Je connais mes gendarmes et suis sur que rien n'a pu disparaitre. je file sur le parc et ouvre "mon" trafic. rapide coup d'oeil sous les sièges : la roue de secours a été posée à plat, avec le cric.

Certes, elle n'est plus au bon endroit mais il ne va pas en faire un plat. J'appelle mon charmant camarade et lui fait constater que les accessoires soit-disant manquants sont bien dans le véhicule (j'avoue que je commence à être très légèrement agacé par les accusations du chef d'atelier).

 

"Ha, ouais, je vois. Mais il manque aussi le strapontin de la première banquette et c'est pas normal!".

Là, effectivement, il manque le strapontin à ce véhicule rendu impropre à la circulation et qui va être vendu à l'état d'épave aux domaines. Les mots d'oiseaux commencent à fuser car j'ai vraiment autre chose à faire qu'une enquête sur la disparition d'un strapontin dont tout le monde, y compris le cgef d'atelier, se moquait quand le véhicule était en service. Je soutiens que c'est l'atelier qui l'a démonté et j'envoie sur les roses, ce qui est loin dêtre dans mes habitudes, le chef d'atelier. Mon GA n'a pas pipé mot et il me faudra l'heure de route du retour pour me calmer. Arrivé à l'unité, le GA me lance

 

"Chef, le strapontin est dans le garage de la brigade.

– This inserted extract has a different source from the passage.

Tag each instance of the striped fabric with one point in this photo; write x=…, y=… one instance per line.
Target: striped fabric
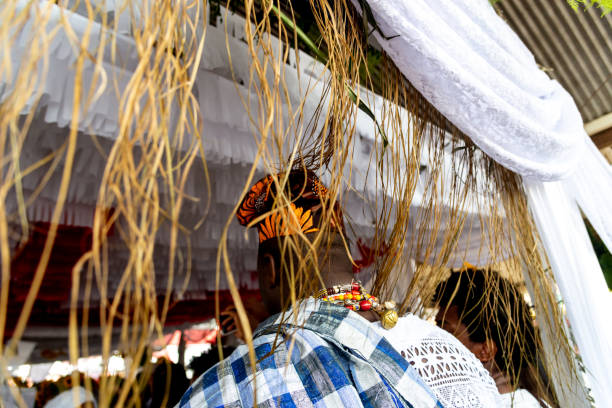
x=326, y=356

Comme il était cassé et que personne ne voulait le réparer, le CB a donné l'ordre de l'enlever".

"Pouquoi vous ne me l'avez pas dit quand nous étions à l'atelier?".

"Ben vous êtiez tellement en colère que je n'ai pas osé".

 

Et là, j'ai fait exécuter la seule destruction de preuve matérielle que l'on pourra jamais me reprocher. J'ai envoyé le strapontin à la casse! Coté prositif de cette affaire : "frère sourire" ne m'a plus jamais ennuyé!

J'appris, bien plus tard, que "des amis" se portaient acquerreurs des véhicules réformés et qu'ils leur arrivait de matérialiser leur gratitude. Encore des ragots.

 

 

 

Acte 3 - Changement de chef


 

 

Je reviens de permission. Une des Renault 4 doit passer en révision. Je tape la demande de réparation. J'appelle l'atelier auto pour savoir quand le véhicule pourrait être pris en compte.

 

"Bonjour, l'adjudant X, chef de ltelier auto", la voix est presque chantante. "Bonjour, J'appelle pour savoir si vous pouvez nous prendre une R4 pour une révision".

"Bien sur, quand êtes-vous disponible?". Là, je ne comprends plus rien. D'habitude on s'entend répondre que "nous, en brigade" on attend toujours le dernier moment pour les entretiens (ce qui n'est pas toujours faux..) etc....

 

En fait, "frère sourire" est parti et le nouveau patron a une autre vue des relations avec les unités. S'en suivront de belles années de franche coopération et de véritable soutien aux unités. Même l'accueil à l'atelier a changé à partir de ce moment.